Through our Sustainable Neighborhoods Program, we provide sustainability education to residents in motivated neighborhoods across the city, and empower them to set measurable sustainability goals for their communities, based on their interests and needs. We then suggest strategies and resources to help them achieve these goals, and compile this into Sustainable Vision Plans for each neighborhood.
Goals vary by neighborhood but include reducing household energy use, improving access to healthy food, reducing the amount of waste going to the landfill, and getting more residents out of their cars, to name just a few. To date, we have empowered 17 neighborhoods through this program.
We partnered with Northwood Estates to install a bike rack so residents can travel car-free more easily.
Below are the eleven neighborhoods we have been working with since 2012. Just click on a neighborhood name to download their plan. You can also read a news story about this initiative here.
- Commonwealth Park - Morningside
- Enderly Park
- Graham Heights
- Grier Heights
- Northwood Estates
- Oaklawn Park
- Park Crossing
- Plaza Midwood
- Queens Tower
- Revolution Park
- Washington Heights
Revolution Park residents voted on neighborhood sustainability priorities.
In 2014, we added five additional neighborhoods to this program and helped them work towards their top sustainability goals. Here are their Sustainable Vision Plans:
The projects chosen by residents were varied and creative! They included an edible walkway, a workshop about water conservation and distribution of low-flow water fixtures, a test bed for a future community garden, expansion of a vocational gardening program, a neighborhood clean-up as part of a youth mentorship program re-launch, and formation of a recreational soccer program for immigrants who have little open space near their apartment homes.

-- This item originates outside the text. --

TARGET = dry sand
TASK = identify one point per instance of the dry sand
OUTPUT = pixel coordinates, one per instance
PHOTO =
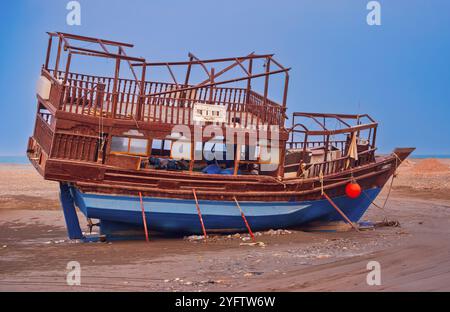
(34, 251)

In 2015, we began working with Grier Heights and neighborhoods in West Charlotte to empower residents to continue working towards solutions for their sustainability challenges. Our programs in these neighborhoods engaged youth and apartment residents. We partnered with residents through transportation workshops, educational games, creation of traffic calming signs, and participation in neighborhood events. In July 2015, we collaborated with Mecklenburg County Park and Rec and 8 other organizations to host a Youth Sustainable Transportation Fair for 100 youth in the West Blvd area.
Our Sustainable Neighborhoods Program has expanded to West Charlotte's Lakewood neighborhood in 2016 thanks to a grant from the Duke Energy Foundation!
Our Sustain Charlotte Community Corps began a partnership with the Grier Heights neighborhood 2016 to work collaboratively on resident-identified urgent sustainability needs including technology and job training, health and wellness, transportation, and access to healthy food. The Community Corps has added the Lincoln Heights neighborhood to our partnership in 2017.